The divide over what the right sees as “cancel culture” and what the left considers “concern trolling” is somehow growing larger in the post-Trump political landscape. And neither side is showing signs of retreating. While Biden World may find it all a tiresome distraction, Republicans see a salve. Lacking power and a unifying political message, a relentless focus on “cancel culture” has proven to be a galvanizing force for their base.

“At the end of the day I think it unifies the party but expands it into the area we need to – the suburban moms, the college educated men that we struggled with in 2020, there’s common ground with these constituencies” said Mercedes Schlapp, senior fellow American Conservative Union Foundation and a former Trump White House aide. “We’re the party of common sense and we’re not going to be the party of continuously policing what our children are reading and not for this cancel culture mob to decide.”

She gets it. They’ll ride Dr. Seuss back to the White House:

The fights metastasize so swiftly that it becomes, at times, hard to recall how they started. In the case of Dr.
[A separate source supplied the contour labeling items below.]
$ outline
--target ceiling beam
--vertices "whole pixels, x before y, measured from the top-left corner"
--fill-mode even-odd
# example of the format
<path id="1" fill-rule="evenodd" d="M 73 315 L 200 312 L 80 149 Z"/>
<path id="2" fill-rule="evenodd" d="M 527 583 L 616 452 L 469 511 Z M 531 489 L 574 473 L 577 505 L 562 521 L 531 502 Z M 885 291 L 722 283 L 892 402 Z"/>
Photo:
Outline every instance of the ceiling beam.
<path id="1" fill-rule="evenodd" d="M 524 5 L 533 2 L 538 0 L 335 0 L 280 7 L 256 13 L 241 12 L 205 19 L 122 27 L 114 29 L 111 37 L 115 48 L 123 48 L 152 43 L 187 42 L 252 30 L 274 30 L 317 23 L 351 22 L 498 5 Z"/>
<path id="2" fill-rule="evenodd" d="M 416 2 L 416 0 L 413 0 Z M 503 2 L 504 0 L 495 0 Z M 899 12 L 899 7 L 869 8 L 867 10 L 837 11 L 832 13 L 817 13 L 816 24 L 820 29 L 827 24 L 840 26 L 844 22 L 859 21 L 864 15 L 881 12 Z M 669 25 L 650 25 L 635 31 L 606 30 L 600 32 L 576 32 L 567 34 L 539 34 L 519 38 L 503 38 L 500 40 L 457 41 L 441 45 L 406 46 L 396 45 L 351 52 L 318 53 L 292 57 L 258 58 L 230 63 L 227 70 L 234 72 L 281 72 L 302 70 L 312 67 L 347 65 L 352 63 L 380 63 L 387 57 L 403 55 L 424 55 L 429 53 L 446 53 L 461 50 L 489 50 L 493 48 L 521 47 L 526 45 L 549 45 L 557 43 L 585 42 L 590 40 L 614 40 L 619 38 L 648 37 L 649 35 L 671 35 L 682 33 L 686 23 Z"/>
Seuss, the Biden administration omitted the famed children’s book author in a proclamation for Read Across America Day, which was intentionally founded on the good doctor’s birthday. Then the estate of Dr. Seuss decided not to publish six of his children’s books because they included illustrations that the estate itself considered “hurtful” and “wrong.”

The topic quickly became a fixation of GOP lawmakers and conservative cable programming. On Tuesday, it was the primary focus on Fox News even as FBI Director Christopher Wray sat in the hot seat for a hearing on the Jan. 6 riots on Capitol Hill. All told, the network talked about it 60 times, according to a Washington Post tally.

Hey, they’re good at this, so, with adjustments, perhaps this will work:

The culture war playbook is a well-worn one for the GOP, especially when they are outnumbered in Washington. But the recent examples have taken a different form than those in the past. That was especially true in the Trump era when rather than being tied to a specific policy or politician, they often take the form of backlash to the perceived social pressure for political correctness.

During Barack Obama’s presidency, aides saw many of these “scandals” as being motivated by their dislike for him personally, or having to do with his race, or often a combination both. Incidents included photos of Obama not wearing a jacket in the Oval office (after no such pictures were snapped of George W. Bush over eight years) and the Obamas inviting the hip hop artist and actor Common to the White House as part of a poetry reading, which drew the scorn of Karl Rove and Sarah Palin. “Oh lovely, White House…” she said.

There was also the so-called Starbucks salute, when Obama informally saluted Marines while holding a cup of coffee in his raised hand.

This is just more of the same:

Last month, toymaker Hasbro announced that it was dropping the “Mr.” from its logo and branding in an effort to promote gender equality and inclusion. After an initial firestorm over the decision, the company clarified that both Mr. Potato Head and Mrs. Potato Head would continue to be sold under the names. Hasbro acknowledged the initial confusion. But by then the story had taken off. Rep. Matt Gaetz (R-Fla.), speaking at CPAC last weekend, mockingly referred to the Potato Head toy as “America’s first transgender doll.”

So forget policy. They choose grievance over policy once again:

Republicans, split by warring factions, have found common ground in pushing back against “cancel culture.” “America Uncanceled” was the dominant theme of Conservative Political Action Conference this year, with Donald Trump and 2024 hopefuls like Sen. Ted Cruz, (R-Texas) elevating the issue along with topics like immigration, China, and climate change.

That’s okay. Biden and his Democrats will slowly fix what’s broken. That will make things better for everyone, except for Mr. Potato Head. Let the Republicans weep for him – or her – or it. Everyone else will move on.